As a couple of reddit commenters point out, the user agent string that bypasses auth (according to the post) can be read backwards as "Edit by 04882 Joel Backdoor", and one possible Joel is CTO Alpha Networks, whose thttpd this appears to be.
I've no security expertise, but this seems cataclysmically bad!
Note how you could have a header some includes 'User-Agent:' somewhere back in the value, and the arrive with an entirely incorrect pointer to what you think is the value - strstr just finds the needle anywhere in the haystack, not necessarily at the beginning. This particular piece (AFAICT) cannot be exploited for e.g. overruns or similar, maybe just for a subsequent crash or unexpected behaviour due to lack of input sanitization, but still, crazy strstr juggling on untrusted user input? oh oh.
If the rest of this code looks like that, this should never, ever be exposed to the wild wild web.
So while you're right that the strstr() is lazy (should probably be a strncmp() or something), it's probably not that big of a deal in this particular case. The worst an attacker could do here is get a weird user agent string, which they could already do by just setting the User-Agent field to something weird...
Doesn't this mean if '/admin/factory_reset' normally requires authentication, requesting '/admin/factory_reset?_=graphic/' would bypass this without the need for custom headers...
Does anyone know how to view this page in desktop mode on any Android browser? The pictures are not fully visible, and I've tried AOSP, Chrome, Firefox, Phony Firefox extension. Nothing works...
The good reason being able to login to the router to reset the password if the customer forgot it (I remember some home/small office routers don't reset the admin password when you use the reset button).

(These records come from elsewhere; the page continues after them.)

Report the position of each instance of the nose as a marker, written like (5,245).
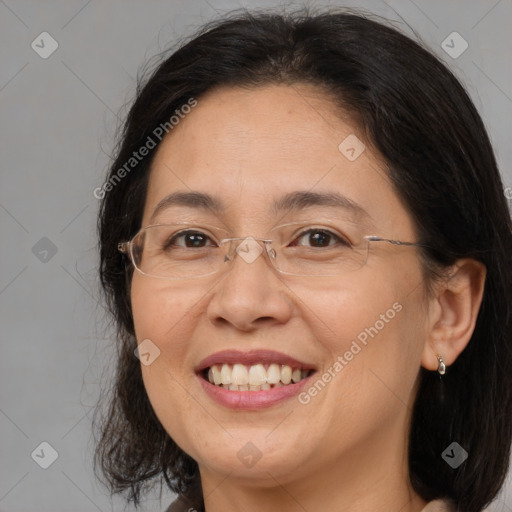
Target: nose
(250,293)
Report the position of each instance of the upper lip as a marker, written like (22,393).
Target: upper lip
(250,358)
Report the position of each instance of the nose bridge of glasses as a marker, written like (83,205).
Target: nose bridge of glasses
(248,248)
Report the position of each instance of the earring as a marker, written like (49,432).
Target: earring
(441,369)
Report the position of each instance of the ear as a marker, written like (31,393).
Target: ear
(453,312)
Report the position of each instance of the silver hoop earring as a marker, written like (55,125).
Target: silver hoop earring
(441,369)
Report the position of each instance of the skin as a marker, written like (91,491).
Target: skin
(347,448)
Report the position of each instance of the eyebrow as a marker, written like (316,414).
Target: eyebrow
(292,202)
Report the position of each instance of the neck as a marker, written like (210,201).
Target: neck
(371,481)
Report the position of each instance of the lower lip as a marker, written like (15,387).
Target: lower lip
(252,400)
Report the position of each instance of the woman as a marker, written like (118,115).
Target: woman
(305,242)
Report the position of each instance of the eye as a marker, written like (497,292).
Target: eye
(320,238)
(189,239)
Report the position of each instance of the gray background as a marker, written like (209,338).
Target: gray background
(58,119)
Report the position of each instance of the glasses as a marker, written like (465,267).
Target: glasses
(186,250)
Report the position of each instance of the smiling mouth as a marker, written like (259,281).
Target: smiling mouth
(256,377)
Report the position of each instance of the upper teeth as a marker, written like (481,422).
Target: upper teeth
(255,376)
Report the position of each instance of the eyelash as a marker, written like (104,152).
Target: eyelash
(300,235)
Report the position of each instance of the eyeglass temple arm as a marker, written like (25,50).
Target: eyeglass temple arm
(123,247)
(394,242)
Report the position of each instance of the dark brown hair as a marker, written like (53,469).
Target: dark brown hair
(440,160)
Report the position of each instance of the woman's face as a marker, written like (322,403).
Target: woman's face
(361,333)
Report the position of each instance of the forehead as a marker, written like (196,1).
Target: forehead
(248,147)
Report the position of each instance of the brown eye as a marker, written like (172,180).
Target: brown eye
(319,238)
(189,239)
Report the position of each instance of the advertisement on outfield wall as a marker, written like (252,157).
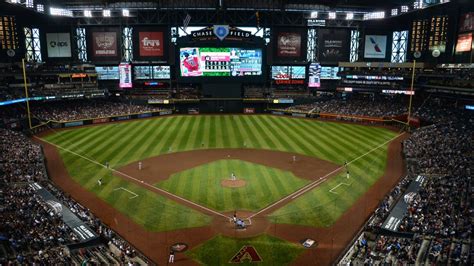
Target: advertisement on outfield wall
(58,44)
(375,46)
(125,76)
(467,22)
(314,77)
(333,45)
(150,44)
(464,43)
(104,44)
(289,44)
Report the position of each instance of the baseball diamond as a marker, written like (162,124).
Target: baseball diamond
(227,132)
(185,158)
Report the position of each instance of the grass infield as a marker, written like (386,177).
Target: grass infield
(264,185)
(123,143)
(220,250)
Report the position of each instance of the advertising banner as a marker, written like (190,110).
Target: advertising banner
(151,44)
(333,45)
(398,212)
(59,45)
(464,43)
(125,76)
(466,22)
(104,44)
(289,44)
(314,79)
(375,46)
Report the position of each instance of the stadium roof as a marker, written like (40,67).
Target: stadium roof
(368,5)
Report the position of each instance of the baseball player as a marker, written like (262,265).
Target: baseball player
(171,257)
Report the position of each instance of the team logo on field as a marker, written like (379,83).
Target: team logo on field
(246,253)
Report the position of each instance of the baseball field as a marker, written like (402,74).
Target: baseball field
(294,178)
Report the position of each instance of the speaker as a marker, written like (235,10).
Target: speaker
(270,54)
(172,54)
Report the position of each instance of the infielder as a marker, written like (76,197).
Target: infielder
(171,257)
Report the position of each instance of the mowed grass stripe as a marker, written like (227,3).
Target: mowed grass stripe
(169,137)
(136,147)
(199,142)
(189,143)
(276,141)
(295,136)
(184,128)
(111,150)
(77,142)
(264,134)
(314,136)
(158,126)
(253,137)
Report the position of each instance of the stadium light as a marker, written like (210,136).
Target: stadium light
(40,8)
(374,15)
(125,12)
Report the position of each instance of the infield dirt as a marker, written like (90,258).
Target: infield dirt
(155,245)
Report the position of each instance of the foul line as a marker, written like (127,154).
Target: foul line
(342,183)
(133,193)
(137,180)
(321,180)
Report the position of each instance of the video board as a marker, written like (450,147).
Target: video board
(220,62)
(330,72)
(288,74)
(151,72)
(107,72)
(314,79)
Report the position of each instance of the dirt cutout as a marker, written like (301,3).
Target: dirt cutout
(155,245)
(229,183)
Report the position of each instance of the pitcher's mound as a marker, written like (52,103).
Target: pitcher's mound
(233,183)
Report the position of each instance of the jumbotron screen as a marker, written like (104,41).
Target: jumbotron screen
(220,62)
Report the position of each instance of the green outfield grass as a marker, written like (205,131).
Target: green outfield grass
(220,250)
(123,143)
(202,185)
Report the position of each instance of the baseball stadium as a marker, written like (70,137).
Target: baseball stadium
(236,132)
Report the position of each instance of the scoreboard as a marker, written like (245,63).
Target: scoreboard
(220,62)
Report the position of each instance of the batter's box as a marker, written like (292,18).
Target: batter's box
(340,184)
(131,192)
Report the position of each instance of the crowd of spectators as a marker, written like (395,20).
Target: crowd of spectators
(358,105)
(20,159)
(439,215)
(31,232)
(87,109)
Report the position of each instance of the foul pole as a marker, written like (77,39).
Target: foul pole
(26,93)
(411,92)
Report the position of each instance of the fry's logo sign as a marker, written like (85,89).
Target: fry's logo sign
(151,43)
(246,253)
(104,43)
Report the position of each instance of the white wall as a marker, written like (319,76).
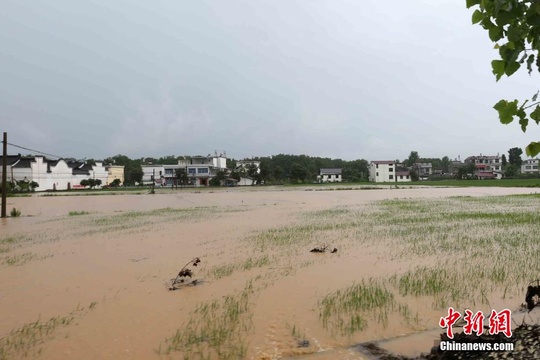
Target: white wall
(381,172)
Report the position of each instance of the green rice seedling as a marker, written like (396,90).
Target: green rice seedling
(15,212)
(77,213)
(345,311)
(24,342)
(218,272)
(255,262)
(216,329)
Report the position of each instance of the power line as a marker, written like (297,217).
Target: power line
(35,151)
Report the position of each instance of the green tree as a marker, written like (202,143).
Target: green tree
(299,172)
(413,158)
(514,157)
(445,164)
(33,185)
(514,27)
(132,168)
(182,176)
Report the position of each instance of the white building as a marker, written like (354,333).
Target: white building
(156,172)
(387,171)
(200,169)
(53,174)
(242,167)
(487,167)
(530,166)
(424,170)
(329,175)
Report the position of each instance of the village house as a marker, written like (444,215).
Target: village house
(61,174)
(329,175)
(387,171)
(487,167)
(115,172)
(424,170)
(243,167)
(530,166)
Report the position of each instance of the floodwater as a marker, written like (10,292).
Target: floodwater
(112,271)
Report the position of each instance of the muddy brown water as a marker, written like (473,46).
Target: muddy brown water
(123,271)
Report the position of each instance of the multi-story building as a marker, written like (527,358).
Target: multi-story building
(387,171)
(487,167)
(530,166)
(61,174)
(424,170)
(329,175)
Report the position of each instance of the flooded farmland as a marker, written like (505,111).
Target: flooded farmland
(88,277)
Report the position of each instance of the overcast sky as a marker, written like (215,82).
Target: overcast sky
(343,79)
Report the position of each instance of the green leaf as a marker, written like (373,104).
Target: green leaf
(535,115)
(477,16)
(533,149)
(495,34)
(530,60)
(523,121)
(507,111)
(472,3)
(514,33)
(511,68)
(498,68)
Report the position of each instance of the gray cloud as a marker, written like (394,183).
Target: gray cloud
(336,78)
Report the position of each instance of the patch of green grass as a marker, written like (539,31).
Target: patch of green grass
(216,329)
(346,311)
(21,259)
(77,213)
(220,271)
(25,342)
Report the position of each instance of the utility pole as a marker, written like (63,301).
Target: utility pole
(153,181)
(4,176)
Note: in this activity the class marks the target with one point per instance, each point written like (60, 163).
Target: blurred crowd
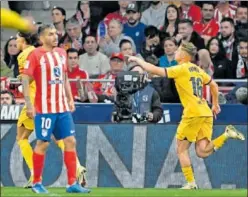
(97, 41)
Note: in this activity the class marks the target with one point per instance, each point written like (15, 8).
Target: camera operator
(147, 101)
(143, 105)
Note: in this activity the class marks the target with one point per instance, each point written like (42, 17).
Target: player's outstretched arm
(215, 97)
(147, 66)
(25, 83)
(69, 93)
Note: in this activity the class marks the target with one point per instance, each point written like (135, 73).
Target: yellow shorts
(195, 129)
(25, 121)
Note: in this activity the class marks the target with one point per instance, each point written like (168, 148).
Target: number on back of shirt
(46, 123)
(197, 86)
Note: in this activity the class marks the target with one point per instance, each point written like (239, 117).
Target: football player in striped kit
(52, 108)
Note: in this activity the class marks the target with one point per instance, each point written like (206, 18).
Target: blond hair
(189, 48)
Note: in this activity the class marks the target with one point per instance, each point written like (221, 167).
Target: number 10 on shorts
(46, 123)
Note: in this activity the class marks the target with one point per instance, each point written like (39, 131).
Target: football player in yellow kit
(25, 125)
(197, 119)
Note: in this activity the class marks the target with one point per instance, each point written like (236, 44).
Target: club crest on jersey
(57, 72)
(145, 98)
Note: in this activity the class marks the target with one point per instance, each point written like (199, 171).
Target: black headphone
(11, 94)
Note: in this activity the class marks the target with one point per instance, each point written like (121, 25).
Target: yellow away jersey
(189, 80)
(22, 58)
(10, 19)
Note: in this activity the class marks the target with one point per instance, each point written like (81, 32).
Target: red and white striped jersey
(48, 70)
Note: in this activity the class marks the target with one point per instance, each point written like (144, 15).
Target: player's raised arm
(147, 66)
(214, 92)
(215, 97)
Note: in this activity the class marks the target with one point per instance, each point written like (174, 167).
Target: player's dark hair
(208, 3)
(151, 31)
(7, 56)
(228, 19)
(89, 35)
(62, 10)
(71, 50)
(172, 39)
(124, 41)
(44, 27)
(242, 40)
(31, 39)
(9, 93)
(242, 6)
(187, 21)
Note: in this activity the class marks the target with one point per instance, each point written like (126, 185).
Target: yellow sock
(27, 153)
(188, 174)
(219, 141)
(61, 145)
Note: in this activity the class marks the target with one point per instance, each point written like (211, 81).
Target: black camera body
(126, 84)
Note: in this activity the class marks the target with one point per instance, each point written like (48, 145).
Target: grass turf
(121, 192)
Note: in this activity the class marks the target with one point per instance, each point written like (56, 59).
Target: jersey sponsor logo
(51, 82)
(145, 98)
(26, 66)
(72, 131)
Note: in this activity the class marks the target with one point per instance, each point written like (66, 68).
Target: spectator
(127, 49)
(221, 64)
(5, 70)
(170, 27)
(186, 33)
(10, 55)
(74, 37)
(147, 101)
(74, 72)
(59, 20)
(168, 59)
(83, 14)
(107, 90)
(223, 10)
(118, 15)
(188, 10)
(242, 64)
(208, 26)
(7, 98)
(241, 27)
(227, 37)
(151, 49)
(93, 61)
(110, 44)
(134, 28)
(154, 15)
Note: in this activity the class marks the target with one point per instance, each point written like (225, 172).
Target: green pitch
(120, 192)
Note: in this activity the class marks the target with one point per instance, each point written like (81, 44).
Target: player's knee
(200, 153)
(41, 146)
(70, 141)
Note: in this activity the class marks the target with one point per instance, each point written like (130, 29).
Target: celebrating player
(46, 65)
(197, 120)
(25, 125)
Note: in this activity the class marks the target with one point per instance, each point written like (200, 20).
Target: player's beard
(132, 22)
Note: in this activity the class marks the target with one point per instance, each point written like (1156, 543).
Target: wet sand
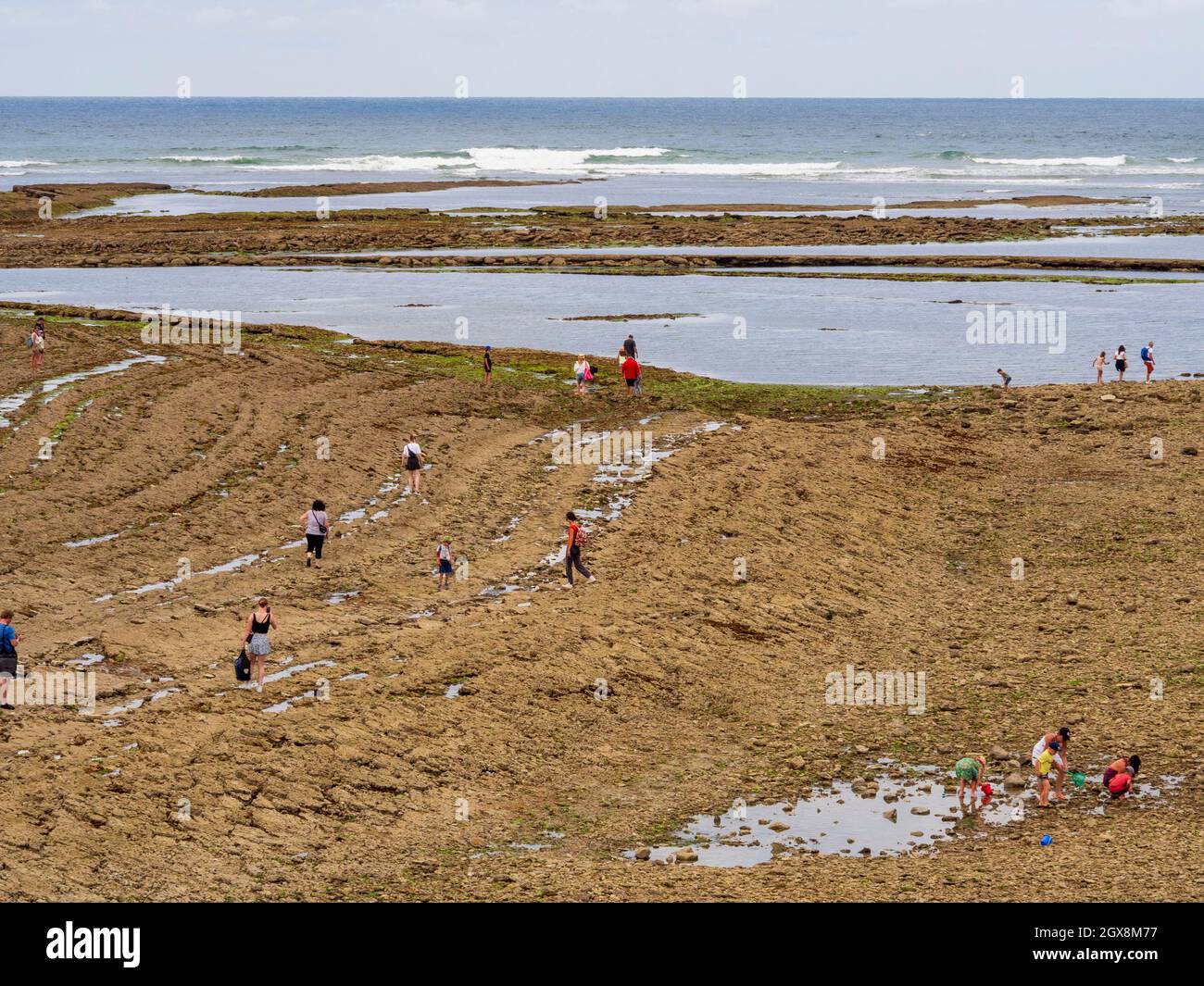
(714, 685)
(248, 237)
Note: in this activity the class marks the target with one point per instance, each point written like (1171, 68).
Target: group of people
(1120, 360)
(1048, 761)
(629, 366)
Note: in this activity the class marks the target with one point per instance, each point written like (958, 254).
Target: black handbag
(242, 666)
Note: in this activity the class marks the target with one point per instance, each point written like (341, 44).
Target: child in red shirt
(631, 375)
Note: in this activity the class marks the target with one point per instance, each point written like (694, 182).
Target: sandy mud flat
(513, 740)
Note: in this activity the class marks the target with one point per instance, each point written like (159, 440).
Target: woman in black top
(259, 622)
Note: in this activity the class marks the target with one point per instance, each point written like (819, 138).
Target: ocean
(648, 152)
(810, 149)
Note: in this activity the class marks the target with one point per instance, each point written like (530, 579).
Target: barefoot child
(970, 768)
(1046, 765)
(444, 554)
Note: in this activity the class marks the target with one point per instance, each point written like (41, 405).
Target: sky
(970, 48)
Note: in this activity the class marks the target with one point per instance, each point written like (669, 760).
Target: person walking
(412, 460)
(1121, 363)
(37, 344)
(316, 529)
(573, 550)
(444, 555)
(259, 622)
(1148, 359)
(8, 641)
(631, 376)
(581, 368)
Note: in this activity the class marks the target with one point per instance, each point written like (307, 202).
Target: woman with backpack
(316, 529)
(412, 460)
(573, 550)
(583, 373)
(259, 622)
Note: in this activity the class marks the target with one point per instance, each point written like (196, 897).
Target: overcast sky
(603, 47)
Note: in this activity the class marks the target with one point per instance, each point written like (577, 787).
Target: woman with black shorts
(316, 528)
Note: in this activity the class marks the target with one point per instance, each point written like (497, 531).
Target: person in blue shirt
(1148, 359)
(8, 641)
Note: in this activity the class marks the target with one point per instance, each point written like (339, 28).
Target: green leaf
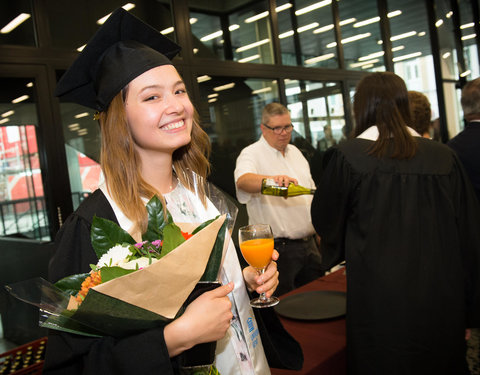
(110, 273)
(106, 234)
(72, 284)
(156, 220)
(203, 225)
(172, 238)
(213, 265)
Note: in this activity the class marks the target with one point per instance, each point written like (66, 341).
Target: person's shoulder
(96, 204)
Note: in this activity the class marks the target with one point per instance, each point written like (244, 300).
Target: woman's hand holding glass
(256, 245)
(266, 283)
(206, 319)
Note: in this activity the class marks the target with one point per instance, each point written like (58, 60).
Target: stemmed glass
(256, 244)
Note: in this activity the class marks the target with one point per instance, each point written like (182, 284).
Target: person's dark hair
(420, 111)
(381, 99)
(471, 100)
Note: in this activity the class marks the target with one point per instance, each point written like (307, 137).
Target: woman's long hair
(121, 163)
(381, 99)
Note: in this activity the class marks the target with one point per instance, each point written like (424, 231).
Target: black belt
(304, 239)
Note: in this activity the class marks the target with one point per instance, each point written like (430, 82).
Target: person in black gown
(400, 210)
(152, 144)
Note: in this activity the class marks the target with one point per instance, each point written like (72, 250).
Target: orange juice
(257, 252)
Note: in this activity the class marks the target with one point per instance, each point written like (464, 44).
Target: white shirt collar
(372, 133)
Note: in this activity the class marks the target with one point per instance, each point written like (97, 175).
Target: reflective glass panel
(82, 147)
(412, 55)
(231, 111)
(314, 31)
(470, 48)
(361, 38)
(208, 36)
(22, 201)
(73, 23)
(318, 118)
(251, 34)
(448, 52)
(16, 23)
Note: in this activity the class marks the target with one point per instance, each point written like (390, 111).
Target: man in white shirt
(273, 157)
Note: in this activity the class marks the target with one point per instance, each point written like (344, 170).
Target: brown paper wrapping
(164, 286)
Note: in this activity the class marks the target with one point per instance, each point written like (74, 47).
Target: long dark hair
(381, 99)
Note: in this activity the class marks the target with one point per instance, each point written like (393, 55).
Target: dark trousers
(299, 263)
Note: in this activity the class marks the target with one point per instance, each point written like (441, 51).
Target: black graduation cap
(123, 48)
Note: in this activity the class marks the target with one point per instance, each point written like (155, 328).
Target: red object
(323, 342)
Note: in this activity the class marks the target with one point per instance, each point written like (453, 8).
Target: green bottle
(269, 187)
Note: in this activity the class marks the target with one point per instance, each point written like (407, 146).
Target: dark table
(323, 342)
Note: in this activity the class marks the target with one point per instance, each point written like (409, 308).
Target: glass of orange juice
(256, 244)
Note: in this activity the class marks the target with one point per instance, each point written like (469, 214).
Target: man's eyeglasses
(279, 129)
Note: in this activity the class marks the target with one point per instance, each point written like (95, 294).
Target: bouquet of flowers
(137, 286)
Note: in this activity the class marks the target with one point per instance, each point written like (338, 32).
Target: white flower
(114, 256)
(141, 262)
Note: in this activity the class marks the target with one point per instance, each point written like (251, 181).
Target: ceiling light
(20, 99)
(363, 63)
(314, 60)
(467, 25)
(398, 48)
(211, 36)
(253, 45)
(283, 7)
(17, 21)
(323, 29)
(168, 30)
(405, 57)
(286, 34)
(203, 79)
(249, 58)
(366, 22)
(8, 113)
(371, 56)
(256, 17)
(224, 87)
(262, 90)
(127, 7)
(347, 21)
(402, 36)
(312, 7)
(307, 27)
(394, 13)
(470, 36)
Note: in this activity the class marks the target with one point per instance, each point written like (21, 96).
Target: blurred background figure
(466, 143)
(272, 156)
(421, 113)
(400, 210)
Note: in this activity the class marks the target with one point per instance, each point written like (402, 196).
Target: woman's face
(159, 111)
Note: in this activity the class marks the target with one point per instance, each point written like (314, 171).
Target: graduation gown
(143, 353)
(409, 232)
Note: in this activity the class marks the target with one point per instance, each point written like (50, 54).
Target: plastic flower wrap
(172, 257)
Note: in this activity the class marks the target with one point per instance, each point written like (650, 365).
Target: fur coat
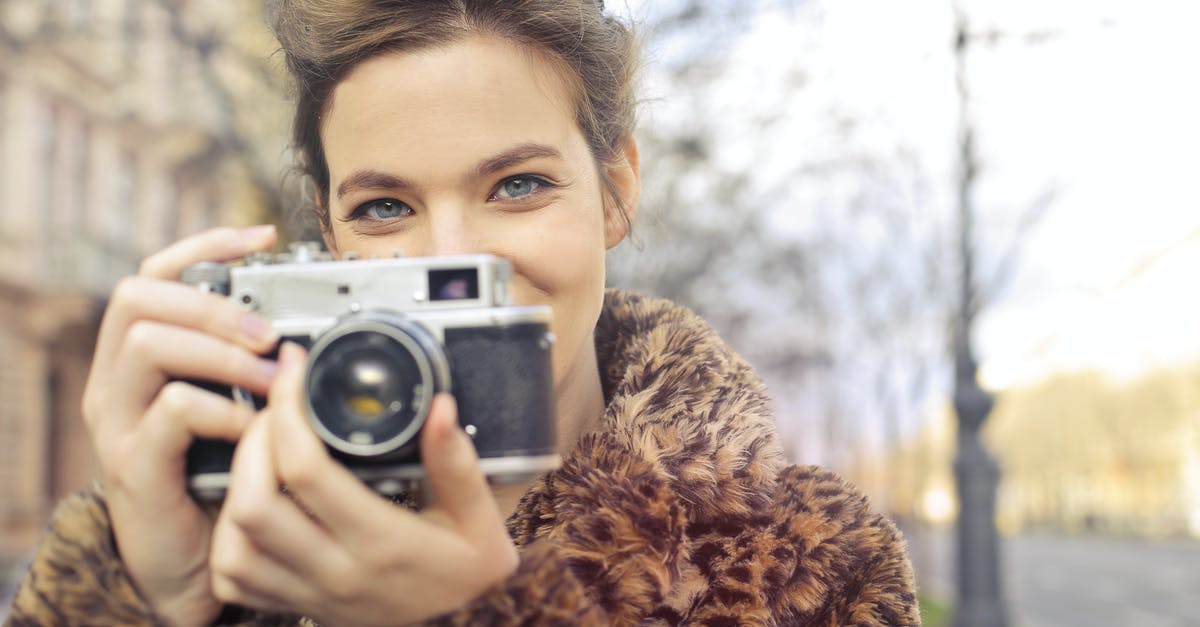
(677, 511)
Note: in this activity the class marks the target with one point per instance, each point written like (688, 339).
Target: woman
(445, 127)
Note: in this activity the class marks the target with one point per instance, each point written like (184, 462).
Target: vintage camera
(384, 335)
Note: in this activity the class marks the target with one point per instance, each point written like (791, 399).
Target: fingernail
(258, 328)
(256, 233)
(289, 353)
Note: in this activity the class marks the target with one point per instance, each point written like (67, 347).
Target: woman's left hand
(333, 549)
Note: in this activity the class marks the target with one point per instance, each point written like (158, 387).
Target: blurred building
(120, 131)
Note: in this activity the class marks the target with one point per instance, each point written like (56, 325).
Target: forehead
(478, 93)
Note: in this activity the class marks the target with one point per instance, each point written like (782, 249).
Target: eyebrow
(370, 179)
(375, 179)
(515, 155)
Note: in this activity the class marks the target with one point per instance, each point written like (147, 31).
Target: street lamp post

The evil reason being able to login remotely to any router and snoop around.
Well, I have a router that has remote-WAN-access disabled[1] ....and yet, if you type that (blurred out) IP:PORT into your browser you STILL get the prompt for user/pass. And if you type it correctly, you STILL access my router!!!!! So if my router has the same kind of UserAgent:roodkcabvogasn backdoor, I'm screwed.
I really should get a new router... like...very soon.
Also, I'm a conspiracy-nut and I think a significant amount of these "bugs" happen on purpose.
Sure, but all the adversary needs is for the user to visit a webpage that makes his/her browser contact the router (i.e. from within the LAN). If the adversary has to take into account defeating the user's password, this becomes an impractical attack. With the backdoor, however…
I've no security expertise, but this seems cataclysmically bad!